Bernoulli Distribution

Used to represent the distribution of a binary outcome. For example, tossing a coin.

  1. y = 1 <- ‘heads’ $P(y=1) = \theta$
  2. y = 0 <- ‘tails’ $P(y=0) = 1 - \theta$

PMF is defined as: $P(y | \theta) = \theta$ if $y = 1$ $P(y | \theta) = 1 - \theta$ if $y = 0$

Binomial Distributions

Used to represent the distribution of a repeated binary outcome.

Bernoulli is a special case of a binomial distribution.

PMF will be defined as: $P(S | N, \theta) = \frac{N!}{S!(N-S)!}\theta^s(1-\theta)^{N-S}$

Categorical Distribution (aka Multinulli)

Generalizes the Bernoulli distribution to more than two possible outcomes. Ex: Like rolling a C-sided die, where C > 2.

Multinomial Distribution

Generalizes the categorical distribution to N > 1. Suppose we roll a C-sided die N times, S represent C-dimensional vector that keeps track of how many times each side comes up. What is the probability of getting a particular vector S?

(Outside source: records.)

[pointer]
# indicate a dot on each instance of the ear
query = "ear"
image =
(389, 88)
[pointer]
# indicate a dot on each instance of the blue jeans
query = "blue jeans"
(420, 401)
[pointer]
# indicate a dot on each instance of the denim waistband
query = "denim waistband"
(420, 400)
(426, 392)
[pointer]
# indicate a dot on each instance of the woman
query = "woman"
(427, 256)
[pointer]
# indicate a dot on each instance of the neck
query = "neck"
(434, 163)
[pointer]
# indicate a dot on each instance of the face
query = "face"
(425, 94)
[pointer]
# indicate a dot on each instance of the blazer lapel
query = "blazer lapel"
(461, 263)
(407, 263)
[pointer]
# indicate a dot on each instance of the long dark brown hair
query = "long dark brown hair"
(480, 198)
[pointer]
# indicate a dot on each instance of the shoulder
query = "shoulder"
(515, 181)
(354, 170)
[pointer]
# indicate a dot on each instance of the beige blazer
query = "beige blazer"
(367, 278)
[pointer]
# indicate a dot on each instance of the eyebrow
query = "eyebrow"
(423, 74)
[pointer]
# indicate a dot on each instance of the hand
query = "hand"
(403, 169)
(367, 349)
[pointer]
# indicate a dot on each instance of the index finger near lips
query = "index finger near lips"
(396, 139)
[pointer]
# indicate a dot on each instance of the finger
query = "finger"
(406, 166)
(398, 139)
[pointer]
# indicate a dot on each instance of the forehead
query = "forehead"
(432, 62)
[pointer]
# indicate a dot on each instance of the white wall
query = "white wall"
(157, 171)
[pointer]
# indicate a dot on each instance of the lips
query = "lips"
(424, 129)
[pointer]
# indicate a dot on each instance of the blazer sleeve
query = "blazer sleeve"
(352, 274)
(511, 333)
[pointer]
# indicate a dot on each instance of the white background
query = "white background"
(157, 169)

  • The distribution of S is given by the multinomial distribution S ~ $Mu(s | N, \theta) = \frac{N!}{S_1!S_2!…S_C!} * (\theta_1)^{S_1}…*(\theta)^{S_c}$

NOTE: Theta here is a vector.

Gaussian Distribution (aka Normal)

It is the most commonly used distribution in statistics and machine learning. Its Probability Density Function (PDF) is given by:

$\mathcal{N}(y|\mu, \sigma^2) = \frac{1}{\sqrt{2\pi\sigma^2}} * e^{-\frac{1}{2\sigma^2}(y-\mu)^2}$

Where:

  1. $\mu$ = Mean
  2. $\sigma^2$ = Variance of the distribution
  3. $\sqrt{2\pi\sigma^2}$ = the normalization constant that ensures the density integrates to 1
  • SPECIAL CASE: If $\mu = 0$, $\sigma^2 = 1$ (where std dev = 1), it is the Standard Gaussian Distribution The more variant in the distribution = more wide the curve will be. Narrowness indicates data will reside in a range of numbers.

Don’t need to memorize the formula; however, you need to know how it works.

Multiveriate Gaussian Distribution

Covariance

It measures the degree to which two random variables are linearly related. Cov[x,y] = ${\mathbb{E}[(x-{\mathbb{E}[x]}) * (y-{\mathbb{E}[y]})]}$ $= {\mathbb{E}[xy]-\mathbb{E}[x]*\mathbb{E}[y]}$

Correlation

Normalized measure of covariance.